Opinión

Narcosis

Todos tenemos conciencia del mundo en el que vivimos. Sabemos a la perfección lo que existe en nuestro redor. Por ello cada vez que parpadeamos tenemos la seguridad de que al abrir los ojos de nuevo, después de esa milésima de segundo, el mundo que nos rodea será el mismo. Pues no, tened cuidado porque podría ocurriros como me ocurrió a mí. En el tren de las diecisiete treinta.

De pronto, de manera inesperada, compruebo que a mi lado las cosas han cambiado de repente. Ya no están mis compañeros de viaje sino dos chinos. Bueno… no sé si son chinos pero sí, al menos, orientales. Es fácil encontrarte todas las nacionalidades y eso no me disgusta. Me caen muy bien. Lo que es curioso y lo compruebo… es que todos los viajeros del vagón son ahora gentes de ojos rasgados y despestañados. Aquella casualidad me produce cierta inquietud. Respiro hondo.

Miro por la ventanilla. Las pagodas se extienden entre enormes vegetales. Algunas mujeres van cargadas de tal manera que me parecen viejas básculas con dos platillos. No puede ser. Yo no me he pasado de estación, pero aunque así fuese… esto no tiene sentido. Viene el revisor… menos mal  que me sacará de este aprieto. Me agujera el billete y me doy cuenta de que está escrito en caracteres ilegibles. Se ríe de mí a carcajadas. Me pone la mano en el hombro para tranquilizarme. No hace falta que explique que también es chino.

Es tal mi agitación que dos hombres me cogen por los brazos y me levantan en vilo. Grito a lo loco y el revisor me da una bofetada y me tumba en el asiento. Seguro que pierdo la consciencia. Luego no recuerdo nada. Despierto con ansiedad y con una fuerte agitación.

Seguro que me diréis: ¿Te ha pasado más veces? ¿Eres epiléptico? ¿Sueles tener episodios obsesivos compulsivos? Para nada; pero lo mejor es empezar por el principio. Volvamos atrás. Empezaré explicando mi situación antes de subir al tren. Hago un esfuerzo, me concentro e intento recordar:

Pues aquí estoy a la espera de este tren que no da llegado. Al lado mismo de la estación un grupo de chicas y chicos venden, para hacer unos euros,  un refresco amarillo que parece de naranja.

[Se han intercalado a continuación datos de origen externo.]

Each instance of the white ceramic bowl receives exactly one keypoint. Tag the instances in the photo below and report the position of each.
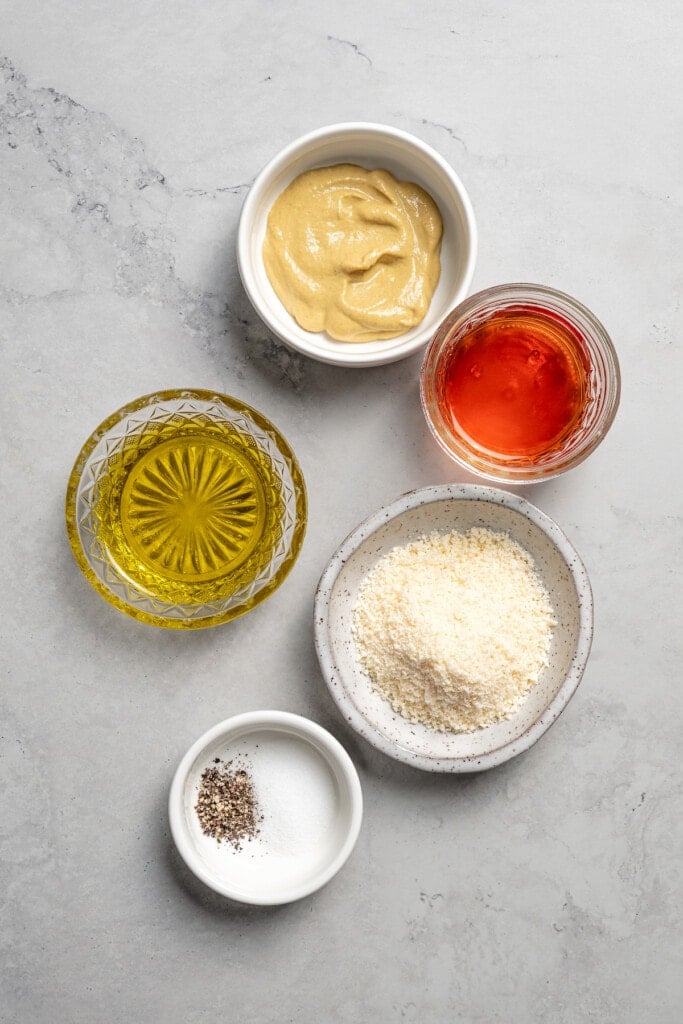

Dos señoras, acaloradas como yo, se toman sendos vasos y pagan religiosamente lo que les piden. Los chicos que ven mi cara de pasmado y de mirón me invitan a comprar y también lo hago. La bebida excesivamente azucarada está fresquita.

Me siento al lado de un señor con bigote. La señora del otro lado me hace una rápida inspección que debo superar con nota, porque me sonríe. Me sube por la garganta un eructo que disimulo. Las bebidas carbónicas tienen eso. Se me cierran los ojos y aunque intento levantar los párpados, como hace mi padre con el toldo de la tienda, no lo consigo fácilmente. Me aborrego y me dejo llevar por el sopor. 

Claro… ahora recuerdo… ya… ya… cómo, después de la bofetada del revisor… también de repente… a mi lado volvió mi mundo conocido… el hombre gordo del bigote y la señora de la sonrisa falsa. Mientras os voy hablando empiezo a encajar las fichas de mi desequilibrante puzle. Poco a poco recobro la calma. El tren va ralentizando su llegada. Da un soplido y se abren las puertas del vagón. No me bajo, asustado me tiro de un salto. 

¿Quieres tomar algo? Me dicen mis camaradas que me esperan. No… muchas gracias, les digo mientras fijo los ojos en la jarra que me ofrecen, rebosante de elixir también… amarillo.